On the last of three days of competition, the women won three events to propel them to victory, and set a number of records along the way. MWC Women’s Swimmer of the Year Maria Venneri ’18 set a Conference and school record with her time of 2:02.27 in the 200-yard backstroke. Her time was good enough to make the NCAA “B” cut, meaning she may qualify for nationals, pending on the finishes of other conferences’ finals.

“Maria Venneri had the meet of her life with three ‘B’ cuts, swimmer of the meet, and we’ll find out Monday if she makes Nationals,” said head coach Erin Hurley.

Beth Tsuha ’17 also set a school record time with her time of 53.10 in the 100-yard freestyle. If this wasn’t enough, Tsuha, along with Haley O’Neill ’18, Ana Kozjek ’17 and Chloe Briney ’17, won the 400-yard freestyle relay easily.

“I haven’t been a part of that relay before,” O’Neill said. “I think relays are my favorite, because your performance matters but also it’s about points for the team.” 

The men’s team also won a number of events to put them on top. MWC Men’s Swimmer of the Year, Thomas Robinson ’16, won the 1650-yard freestyle, with Josh Cottle ’18 finishing second. Ian Dixon-Anderson ’17 won the 200 butterfly and Tristan Knoth ’17 won the 100-yard freestyle. This win gave the Pioneers an extra boost because Knoth was not expected to win the race.
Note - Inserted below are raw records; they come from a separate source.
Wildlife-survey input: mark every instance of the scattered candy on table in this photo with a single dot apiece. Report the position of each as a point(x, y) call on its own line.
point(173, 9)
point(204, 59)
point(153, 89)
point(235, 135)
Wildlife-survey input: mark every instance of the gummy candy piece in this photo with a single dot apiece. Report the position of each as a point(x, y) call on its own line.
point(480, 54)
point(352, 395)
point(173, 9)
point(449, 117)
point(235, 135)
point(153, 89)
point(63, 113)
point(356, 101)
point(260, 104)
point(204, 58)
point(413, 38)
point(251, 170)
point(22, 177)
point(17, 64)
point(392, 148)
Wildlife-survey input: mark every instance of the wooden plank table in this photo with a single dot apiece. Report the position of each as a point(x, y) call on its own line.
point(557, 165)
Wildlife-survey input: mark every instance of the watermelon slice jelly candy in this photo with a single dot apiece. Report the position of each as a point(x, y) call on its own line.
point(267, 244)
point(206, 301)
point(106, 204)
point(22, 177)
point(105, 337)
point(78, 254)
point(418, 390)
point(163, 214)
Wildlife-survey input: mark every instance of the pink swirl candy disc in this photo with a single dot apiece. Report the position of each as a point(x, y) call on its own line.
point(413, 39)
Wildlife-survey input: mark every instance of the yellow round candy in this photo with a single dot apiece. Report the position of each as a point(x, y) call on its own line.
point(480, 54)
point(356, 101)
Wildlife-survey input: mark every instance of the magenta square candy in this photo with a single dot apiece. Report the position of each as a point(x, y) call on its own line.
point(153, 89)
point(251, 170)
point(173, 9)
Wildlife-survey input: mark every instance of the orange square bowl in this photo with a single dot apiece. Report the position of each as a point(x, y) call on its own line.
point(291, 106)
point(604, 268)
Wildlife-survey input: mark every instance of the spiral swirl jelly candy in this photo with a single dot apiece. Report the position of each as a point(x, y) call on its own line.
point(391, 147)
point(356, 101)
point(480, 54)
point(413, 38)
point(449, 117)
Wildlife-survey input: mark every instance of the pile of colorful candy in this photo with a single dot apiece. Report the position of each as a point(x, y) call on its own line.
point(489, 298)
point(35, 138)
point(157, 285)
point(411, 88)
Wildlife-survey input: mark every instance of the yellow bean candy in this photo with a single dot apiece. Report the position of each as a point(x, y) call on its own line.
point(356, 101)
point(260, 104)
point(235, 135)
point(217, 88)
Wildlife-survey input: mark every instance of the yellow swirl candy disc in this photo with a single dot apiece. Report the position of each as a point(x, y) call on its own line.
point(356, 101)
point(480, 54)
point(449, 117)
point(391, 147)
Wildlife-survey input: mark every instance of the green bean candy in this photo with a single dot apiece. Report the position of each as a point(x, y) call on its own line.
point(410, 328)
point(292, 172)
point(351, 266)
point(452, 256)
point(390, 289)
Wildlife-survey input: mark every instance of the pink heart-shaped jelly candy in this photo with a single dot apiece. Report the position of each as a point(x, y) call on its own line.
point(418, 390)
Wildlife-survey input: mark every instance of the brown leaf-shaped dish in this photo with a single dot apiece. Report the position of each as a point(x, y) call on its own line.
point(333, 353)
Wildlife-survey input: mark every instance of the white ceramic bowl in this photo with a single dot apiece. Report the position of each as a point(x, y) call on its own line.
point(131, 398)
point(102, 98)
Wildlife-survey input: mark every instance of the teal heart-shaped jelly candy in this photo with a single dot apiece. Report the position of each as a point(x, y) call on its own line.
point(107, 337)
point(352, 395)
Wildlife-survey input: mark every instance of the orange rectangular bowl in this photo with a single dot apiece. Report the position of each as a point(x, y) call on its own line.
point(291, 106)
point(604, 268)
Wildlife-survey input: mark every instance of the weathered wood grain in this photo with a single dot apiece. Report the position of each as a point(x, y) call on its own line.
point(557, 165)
“Tristan won, and we did not expect to win that event, and that was massive because Lake Forest had the top two seeds and us winning was just a massive turn,” said Aalton Lande ’17.

Lake Forest was the men’s primary competition for the title, and the match up between the two of them was remarkably close throughout the three days of competition. The incentive to perform well lasted through the final event, a thrilling relay that the Grinnell men lost seemingly by the length of a fingernail.

Other men’s team honors included Daniel Goldstein ’16 named the MWC Diver of the Year and Erin Hurley named the MWC Men’s Coach of the Year.  Goldstein will be diving in Regionals this weekend and Hurley chalked up the success of the dive team to diving coach Michael Retelsdorf.

“What he was able to do with the divers in just one season was amazing,” Hurley said.

Although the Pioneer swimmers were glad that their season ended as successfully as it did, they are still sad to see it come to an end.

“The men’s and women’s teams practice together and the only division we have is we are scored differently … We have the same traditions, just different locker rooms … That’s an automatic 80-person family,” O’Neill said.